Die Bakchen

Spötter könnten es sich einfach machen und „Die Bakchen“, mit denen Martin Kušej vor wenigen Wochen seine Burgtheater-Intendanz eröffnete, als serielle Fließbandarbeit von Ulrich Rasche abtun. Wieder einmal baute er eine dieser überdimensionalen Maschinen-Walzen, die ihn zum Schrecken vieler Bühnentechniker*innen machen und die Organisator*innen des Theatertreffens bei der Suche nach einer passenden Gastspielstätte kapitulieren ließen. Wieder einmal rekrutierte Rasche junge, gut trainierte Studenten der örtlichen Schauspielschule, die er halbnackt mehr als drei Stunden in enormer Dezibel-Lautstärke brüllen und marschieren lässt.

Damit würde man diesem Abend nicht gerecht. Rasche hat sich nicht einfach einen archaischen Text geschnappt und ihm seine Regie-Methode übergestülpt, sondern aus der antiken „Bakchen“-Tragödie des Euripides einen Abend gemacht, der auch an unsere Gegenwart drängende Fragen stellt.

Den Machtkampf zwischen Gott Dionysos und dem Herrscher Pentheus liest Rasche nicht primär als Kampf zwischen Rausch und Vernunft, sondern ganz aktuell als Auseinandersetzung zwischen populistisch aufgepeitschten Massen und einem starken Staat, der die herrschende Ordnung verteidigen will.

Als Euripides seine „Bakchen“-Tragödie schrieb, war die attische Demokratie in der Krise und das kurze „Goldene Zeitalter“ vorbei. Rasche schlägt den Bogen ins heute zu einer Demokratie unter Druck und lässt seinen Chor mit einem berühmten Schlachtruf von Gauland und Höcke marschieren: „Wir holen uns unser Land zurück!“, skandieren die jungen Männer und wenigen Frauen. Bedrohlich wälzt sich der Mob dem Publikum entgegen: einer der eindrucksvollsten Momente des Abends.
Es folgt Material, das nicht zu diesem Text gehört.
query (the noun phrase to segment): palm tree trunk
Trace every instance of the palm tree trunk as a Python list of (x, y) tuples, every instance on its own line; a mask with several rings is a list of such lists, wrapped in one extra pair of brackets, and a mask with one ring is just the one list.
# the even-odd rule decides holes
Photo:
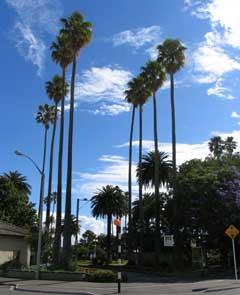
[[(44, 132), (44, 147), (43, 147), (43, 162), (42, 162), (42, 175), (45, 174), (45, 162), (46, 162), (46, 151), (47, 151), (47, 132), (48, 132), (48, 129), (45, 127), (45, 132)], [(43, 185), (43, 182), (44, 181), (44, 177), (41, 177), (41, 187)], [(42, 192), (42, 196), (44, 197), (44, 192)], [(40, 204), (40, 200), (39, 200), (39, 208), (38, 208), (38, 218), (40, 217), (40, 207), (41, 207), (41, 204)]]
[(107, 215), (107, 262), (112, 261), (111, 255), (111, 224), (112, 224), (112, 214)]
[(133, 105), (132, 122), (129, 139), (129, 163), (128, 163), (128, 260), (131, 260), (132, 253), (132, 140), (136, 107)]
[(175, 103), (174, 103), (174, 76), (171, 78), (171, 114), (172, 114), (172, 162), (173, 162), (173, 197), (176, 196), (176, 126), (175, 126)]
[(74, 87), (76, 75), (76, 56), (72, 64), (70, 117), (68, 129), (68, 162), (67, 162), (67, 187), (65, 202), (65, 218), (63, 229), (63, 259), (64, 265), (68, 267), (71, 259), (71, 207), (72, 207), (72, 146), (73, 146), (73, 116), (74, 116)]
[(143, 216), (143, 198), (142, 198), (142, 105), (139, 105), (139, 223), (140, 223), (140, 261), (143, 254), (144, 238), (144, 216)]
[(58, 184), (57, 184), (57, 210), (56, 210), (56, 231), (53, 244), (53, 263), (60, 263), (61, 249), (61, 232), (62, 232), (62, 158), (63, 158), (63, 138), (64, 138), (64, 104), (65, 104), (65, 77), (66, 69), (62, 73), (62, 99), (61, 99), (61, 121), (59, 135), (59, 151), (58, 151)]
[(158, 157), (158, 133), (157, 133), (157, 102), (156, 92), (153, 92), (153, 113), (154, 113), (154, 154), (155, 154), (155, 166), (154, 166), (154, 182), (155, 182), (155, 253), (156, 259), (159, 260), (160, 255), (160, 194), (159, 194), (159, 157)]
[(51, 211), (51, 194), (52, 194), (52, 172), (53, 172), (53, 153), (54, 141), (57, 125), (57, 103), (55, 103), (54, 124), (52, 131), (51, 149), (50, 149), (50, 163), (49, 163), (49, 176), (48, 176), (48, 194), (47, 194), (47, 212), (46, 212), (46, 231), (49, 231), (49, 219)]

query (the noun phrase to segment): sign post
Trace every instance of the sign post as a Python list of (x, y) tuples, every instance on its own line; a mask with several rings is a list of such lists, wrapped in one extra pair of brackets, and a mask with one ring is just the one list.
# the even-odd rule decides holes
[(235, 272), (235, 279), (237, 280), (237, 263), (236, 263), (236, 252), (235, 252), (235, 243), (234, 239), (239, 234), (239, 230), (234, 226), (230, 225), (226, 230), (225, 234), (232, 240), (232, 250), (233, 250), (233, 262), (234, 262), (234, 272)]
[[(116, 225), (116, 230), (118, 233), (118, 264), (121, 265), (121, 220), (120, 219), (115, 219), (114, 220), (114, 225)], [(117, 282), (118, 282), (118, 294), (121, 293), (121, 280), (122, 280), (122, 273), (121, 271), (118, 272), (117, 276)]]

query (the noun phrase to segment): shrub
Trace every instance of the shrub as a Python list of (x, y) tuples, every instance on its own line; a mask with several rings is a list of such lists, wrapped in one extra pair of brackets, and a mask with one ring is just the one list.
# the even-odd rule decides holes
[(117, 273), (111, 270), (98, 270), (87, 275), (87, 280), (89, 282), (116, 282)]

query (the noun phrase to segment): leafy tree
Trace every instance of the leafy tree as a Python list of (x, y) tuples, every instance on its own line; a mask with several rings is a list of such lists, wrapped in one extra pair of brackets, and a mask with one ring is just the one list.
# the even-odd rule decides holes
[[(228, 159), (191, 160), (182, 164), (177, 176), (177, 198), (169, 200), (169, 224), (181, 229), (181, 249), (190, 240), (207, 249), (226, 251), (224, 231), (229, 224), (240, 226), (240, 166)], [(172, 215), (172, 208), (177, 215)], [(171, 227), (170, 227), (171, 228)]]
[(128, 200), (118, 186), (107, 185), (91, 198), (92, 214), (107, 217), (107, 259), (111, 261), (111, 223), (112, 216), (123, 216), (127, 212)]
[(27, 183), (27, 178), (20, 172), (9, 171), (8, 173), (4, 173), (3, 176), (8, 179), (18, 191), (30, 195), (31, 186)]
[[(142, 68), (142, 75), (145, 77), (148, 83), (148, 87), (151, 90), (153, 96), (153, 130), (154, 130), (154, 152), (158, 154), (158, 132), (157, 132), (157, 101), (156, 93), (160, 87), (162, 87), (166, 80), (166, 74), (162, 65), (156, 61), (149, 61), (146, 67)], [(160, 194), (159, 194), (159, 159), (155, 158), (155, 198), (156, 198), (156, 233), (155, 233), (155, 251), (156, 256), (159, 257), (159, 244), (160, 244), (160, 220), (159, 220), (159, 208), (160, 208)]]
[(18, 171), (0, 176), (0, 219), (31, 228), (37, 221), (34, 204), (29, 201), (31, 187)]
[(170, 75), (171, 81), (171, 115), (172, 115), (172, 161), (173, 161), (173, 193), (175, 195), (175, 182), (177, 173), (176, 162), (176, 126), (175, 126), (175, 102), (174, 102), (174, 75), (185, 65), (184, 51), (186, 47), (178, 39), (166, 39), (157, 47), (158, 61)]
[(61, 97), (61, 121), (59, 135), (59, 151), (58, 151), (58, 180), (57, 180), (57, 216), (56, 216), (56, 232), (53, 246), (53, 262), (60, 262), (61, 248), (61, 218), (62, 218), (62, 159), (63, 159), (63, 139), (64, 139), (64, 105), (65, 105), (65, 85), (66, 72), (69, 64), (73, 59), (73, 50), (69, 44), (69, 36), (64, 32), (60, 32), (56, 41), (52, 43), (52, 59), (60, 65), (62, 69), (62, 97)]
[(64, 264), (68, 266), (71, 257), (71, 235), (70, 235), (70, 217), (71, 217), (71, 194), (72, 194), (72, 145), (73, 145), (73, 115), (74, 115), (74, 88), (76, 75), (76, 61), (80, 51), (90, 42), (92, 37), (92, 24), (86, 22), (79, 12), (73, 12), (68, 19), (61, 20), (64, 28), (63, 34), (68, 36), (69, 46), (73, 52), (72, 59), (72, 77), (70, 92), (70, 117), (68, 129), (68, 160), (67, 160), (67, 186), (65, 202), (65, 223), (63, 232), (63, 259)]
[[(51, 139), (51, 148), (50, 148), (50, 163), (49, 163), (49, 176), (48, 176), (48, 193), (47, 193), (47, 212), (46, 212), (46, 229), (49, 230), (50, 225), (50, 208), (51, 208), (51, 195), (52, 195), (52, 173), (53, 173), (53, 151), (54, 151), (54, 142), (55, 142), (55, 134), (56, 134), (56, 126), (58, 119), (58, 104), (62, 99), (62, 77), (59, 75), (55, 75), (52, 81), (46, 82), (46, 92), (49, 99), (54, 101), (54, 114), (52, 119), (53, 131), (52, 131), (52, 139)], [(68, 92), (68, 84), (65, 83), (64, 87), (64, 97)]]

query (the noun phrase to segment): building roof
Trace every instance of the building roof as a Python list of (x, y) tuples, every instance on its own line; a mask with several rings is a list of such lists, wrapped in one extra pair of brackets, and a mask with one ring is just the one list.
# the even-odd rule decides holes
[(27, 237), (28, 230), (19, 226), (0, 221), (0, 236), (14, 236), (14, 237)]

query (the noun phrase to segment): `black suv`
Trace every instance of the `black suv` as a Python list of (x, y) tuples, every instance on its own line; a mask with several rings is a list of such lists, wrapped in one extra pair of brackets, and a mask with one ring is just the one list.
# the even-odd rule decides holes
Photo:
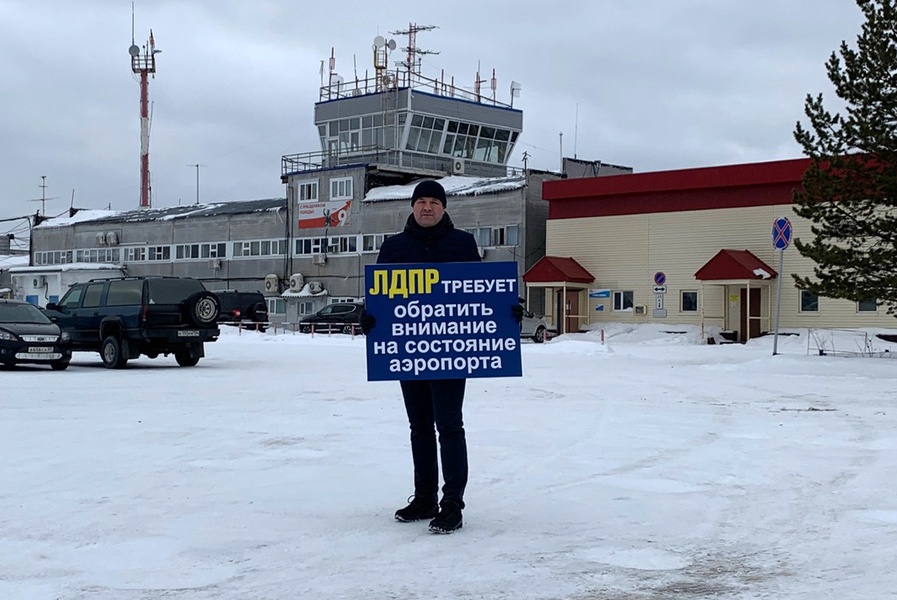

Rasches Sympathie liegt ganz bei Pentheus, der mit harter Hand durchgreift. Mit seinen Polizeistaatsmethoden ist er jedoch alles andere als ein Vorbild für eine weltoffene, liberale Demokratie.

DIE BAKCHEN von Euripides Franz Pätzold

In den beiden Hauptrollen stehen sich Franz Pätzold als Dionysos und Felix Rech als Pentheus gegenüber. Pätzold ist Rasche-erprobt und mit seiner markanten, rauen Stimme eine Idealbesetzung für seine Maschinen-Sprechopern. Sein Wechsel ans Burgtheater ist ein Verlust für München und ein Gewinn für Wien. Felix Rech durfte nach zwei Spielzeiten am Berliner Ensemble, wo er nur ein Schattendasein fristen durfte, endlich wieder einen großen Part übernehmen. In den Rededuellen und bei den Soli der beiden kommt der laut- und bildstarke Abend zur Ruhe. Bei seinem Wien-Debüt gönnt Rasche seinem Publikum viele stillere Momente zum Durchatmen.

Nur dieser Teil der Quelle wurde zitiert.